I would hardly call us an "unengaged majority." Unfortunately, we aren't able to set the court dates so PARD is relying on the snails pace of the process, not on any legal merits. If there was any way to sue the members of PARD, we would do it.
And what you consider active citizenry is costing Pullman not only the $36,000 (so far) to let them have four days of hearings last January and a one day Superior Court hearing in October, (I have sat through all of it and they have no legal case) it is also costing nearly a million dollars a year in lost tax revenue for the city PLUS untold losses for Pullman businesses because a major source of retail traffic is being kept out of town. The cost to PARD? Nothing. Big unions are financing their fight. PARD is allowing themselves to be used as the puppet/figure-head for the national fight between Wal-Mart and the grocery store unions. The individual members of PARD are in this to stroke their own ego. Perhaps Tom could link to Barenjaegers post about the self-licking icecream cone. It sums up their motivations better than I have seen anywhere else.

April E. Coggins said...

One more point, even though PARD calls themselves a non-profit organization, they are not listed as such anywhere and they refuse to disclose their funding or expenditures. For all we know, they are being PAID to front for the unions.

Tom Forbes said...

Just because you have a right, doesn't make it right.

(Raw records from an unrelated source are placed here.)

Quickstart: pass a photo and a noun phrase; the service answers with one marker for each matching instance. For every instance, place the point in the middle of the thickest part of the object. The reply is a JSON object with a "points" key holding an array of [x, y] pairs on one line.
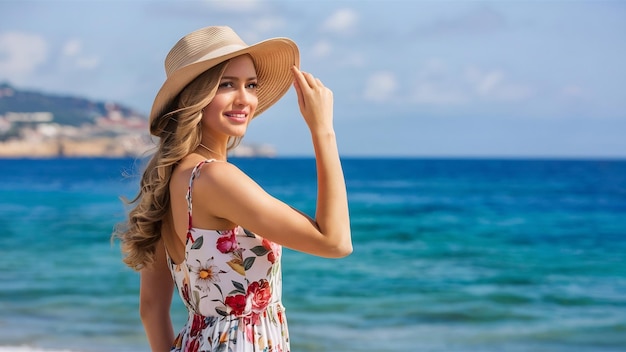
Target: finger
{"points": [[297, 86], [299, 77], [310, 79]]}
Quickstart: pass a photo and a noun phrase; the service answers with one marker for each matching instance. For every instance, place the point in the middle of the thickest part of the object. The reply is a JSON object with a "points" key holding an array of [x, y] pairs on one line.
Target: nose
{"points": [[245, 96]]}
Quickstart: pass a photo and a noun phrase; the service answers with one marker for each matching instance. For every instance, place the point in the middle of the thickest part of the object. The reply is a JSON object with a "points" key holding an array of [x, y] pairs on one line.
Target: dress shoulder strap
{"points": [[194, 174]]}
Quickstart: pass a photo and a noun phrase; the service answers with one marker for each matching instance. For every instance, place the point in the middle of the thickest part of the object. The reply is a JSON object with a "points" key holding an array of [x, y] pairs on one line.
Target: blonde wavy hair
{"points": [[179, 134]]}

And PARD's "free speech" isn't free when it has cost taxpayers $36,000 and counting, as well as over a million dollars in lost tax revenue. Where's my right not to see my hard-earned tax dollars wasted on these futile appeals?

Even in a democracy, you have to draw the line somewhere and say "enough is enough." Otherwise, nothing would ever get accomplished, because nobody agrees with everyone else on every issue.

Again, I'll quote Ed Schweitzer on this subject:

"Schweitzer said he thinks 'anti-opportunity laws and attitudes' in Washington and Whitman County impede growth...

"He also is concerned residents are working against themselves with 'not in my back yard' and 'citizens against virtually everything' attitudes."

April E. Coggins said...

Nic said..."I wish it were something else because there is already a Walmart in such a close proximity it seems ridiculous to have two."
I wasn't going to respond to that statement, but it has been bothering me. Just because something is in Moscow doesn't mean Pullman can't have one too.
If we didn't allow anything in Pullman that is in Moscow here is a partial list of what we would lose: Public university, stadium, hospital, Safeway, Rite-Aid, McDonalds, Arby's, Chevrolet, Ford, Kinko's, Dodge, American West Bank, Moscow-Pullman Building Supply, Dollar Tree, Ace Hardware, Starbucks, NAPA, Schucks, Les Schwab, UHaul, Auto Body Supercenter, Palouse Medical, GNC, etc. Each retailer makes the decision of whether or not the towns can support their store, not the town. Wal-Mart is the best judge of where to open a store. I'm sure they notice the huge percentage of Washington license plates in their parking lot.
Pullman also has schools, fire, police, hospital, roads, parks, bus system, etc. that we have to fund. Shopping in Moscow, Idaho does not fund anything in Pullman, WA. And while 8 miles may be close proximity for you, many people find it's very inconvenient, especially those without cars.

Nic said...

just curious, but where does the $36,000 number come from?

Tom Forbes said...

Nic, it was reported in the Moscow-Pullman Daily News a few weeks back:

"Pullman City Supervisor John Sherman and Finance Director Troy Woo said Friday the city has spent $36,300.25 in response to litigation against the proposed super center."

Here is a scholarly debunking of Stone's conclusions from the Iowa study that appeared in the July-August 1996 issue of Business Horizons magazine. The authors don't question Stone's data. They merely point that he does not account for regional differences. For example, they found no similar ill effects caused by Wal-Mart in the Northeast and offered explanations why. I think Stone realized those criticisms were legitimate and that is why his most recent study conducted in Mississippi concluded that "both positive and negative impacts on existing stores in the area where the new supercenter locates."